Mr. Wernick’s experience as an immigration lawyer and a professor give him an expanded perspective to help confused or worried readers, like a man in Nigeria trying to get his family into the United States; an Iranian student in Los Angeles concerned about President’s Trump’s travel ban; and a husband in the Philippines who wanted to know if he could qualify for a green card even though his American father-in-law had died.
“You have to be in the thick of it to know what to write about,” he said. “I’ve seen other columns before I was writing that were not successful. The lawyers were very good and knowledgeable, but they didn’t know what kind of public would be reading.”
A loyal reader since 2002, Charina Espino, 49, said her own understanding of immigration regulations had grown from reading Mr. Wernick’s work.
“Not everyone can afford a lawyer,” Ms. Espino said. “It gives a peace of mind to immigrants who have questions, especially with the current situation.”

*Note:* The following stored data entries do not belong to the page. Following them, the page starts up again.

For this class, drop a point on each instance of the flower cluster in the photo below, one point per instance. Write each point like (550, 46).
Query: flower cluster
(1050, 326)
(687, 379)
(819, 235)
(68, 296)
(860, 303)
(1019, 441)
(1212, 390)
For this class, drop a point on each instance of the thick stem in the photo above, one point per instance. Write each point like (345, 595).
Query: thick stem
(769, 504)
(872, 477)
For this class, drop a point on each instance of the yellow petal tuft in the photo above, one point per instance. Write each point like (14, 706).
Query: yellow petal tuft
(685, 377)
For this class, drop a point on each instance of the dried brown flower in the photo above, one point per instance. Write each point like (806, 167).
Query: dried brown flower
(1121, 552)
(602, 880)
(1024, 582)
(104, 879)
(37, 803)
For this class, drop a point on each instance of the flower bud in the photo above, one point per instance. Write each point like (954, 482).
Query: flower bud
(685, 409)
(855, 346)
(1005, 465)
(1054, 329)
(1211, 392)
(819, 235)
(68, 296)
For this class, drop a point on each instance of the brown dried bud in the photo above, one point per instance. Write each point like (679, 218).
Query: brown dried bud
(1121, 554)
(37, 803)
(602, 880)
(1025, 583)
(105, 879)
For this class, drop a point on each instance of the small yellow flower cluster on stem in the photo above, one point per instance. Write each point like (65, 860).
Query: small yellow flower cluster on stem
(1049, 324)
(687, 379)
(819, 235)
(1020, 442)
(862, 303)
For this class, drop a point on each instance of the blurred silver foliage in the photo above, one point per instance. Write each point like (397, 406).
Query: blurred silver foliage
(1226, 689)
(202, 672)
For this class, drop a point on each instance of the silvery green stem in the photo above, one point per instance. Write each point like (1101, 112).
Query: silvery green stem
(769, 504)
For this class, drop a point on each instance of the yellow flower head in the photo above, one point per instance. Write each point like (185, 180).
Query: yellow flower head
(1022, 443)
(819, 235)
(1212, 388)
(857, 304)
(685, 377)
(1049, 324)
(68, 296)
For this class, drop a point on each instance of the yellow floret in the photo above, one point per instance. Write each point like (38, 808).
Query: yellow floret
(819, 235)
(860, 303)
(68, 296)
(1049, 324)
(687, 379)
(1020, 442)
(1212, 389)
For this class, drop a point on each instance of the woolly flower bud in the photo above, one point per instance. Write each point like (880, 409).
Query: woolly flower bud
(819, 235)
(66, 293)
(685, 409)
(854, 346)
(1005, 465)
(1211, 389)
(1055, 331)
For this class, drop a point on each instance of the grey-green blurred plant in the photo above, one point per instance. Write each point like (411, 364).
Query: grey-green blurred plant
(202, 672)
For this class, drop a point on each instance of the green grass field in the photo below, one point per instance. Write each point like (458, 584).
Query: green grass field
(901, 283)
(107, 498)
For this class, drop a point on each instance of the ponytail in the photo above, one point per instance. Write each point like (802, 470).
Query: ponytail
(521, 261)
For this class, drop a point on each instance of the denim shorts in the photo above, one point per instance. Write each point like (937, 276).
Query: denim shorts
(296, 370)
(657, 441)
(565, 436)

“Everyone is scared,” she said.
Earlier this year, Ms. Espino worried that not having her passport from the Philippines would cause a problem in her citizenship interview. She wrote to Mr. Wernick, who had answered a previous question for her.
His response, in an April 4 column, explained that as long as she had a green card, the absence of her passport would not affect her naturalization process. The answer put her at ease, and she will be taking her oath of citizenship in June.
“The reason why I read his column is to educate myself with what’s happening with immigration law,” Ms. Espino said. “Because every time we have a different president, the laws of immigration change.”
“So thank God for him,” she said. “He’s keeping everybody informed.”
Since Mr. Trump took office, many in the United States have grown uncertain and concerned about immigration policies, causing a spike in questions. Mr. Wernick’s column has become a modern version of those old advice columns, using the internet to reach a wider audience and tackle a politically charged subject.
The most common questions pertain to delays in processing and marriage cases. “I found that, through experience, I developed the skill to explain these complicated matters in simple ways,” he said. His favorite answer to give: Telling readers that they will not be deported and that they are eligible to become citizens of the United States.
Mr. Wernick said the current immigration system should be improved, noting that immigrants make an important contribution to the country.
“You can’t fault the government, if they fairly follow the law, even if you don’t like what they do,” he said. “At least they can do it in an efficient and fair manner. But that’s not what’s going on, from deportation, family immigration to citizenship — they’re making it harder. Being more strict than they need to be and changing the rules in an unfair way. All I want is fairness.”
Monique Francis, 37, deputy director of Citizenship Now and Mr. Wernick’s colleague since 2005, said many people who work at immigration centers have a personal connection that leads them into this field. But not Mr. Wernick, who grew up with working-class parents.
“He’s not passionate because something happened to him,” she said. “Rather, he does it because he loves helping people.”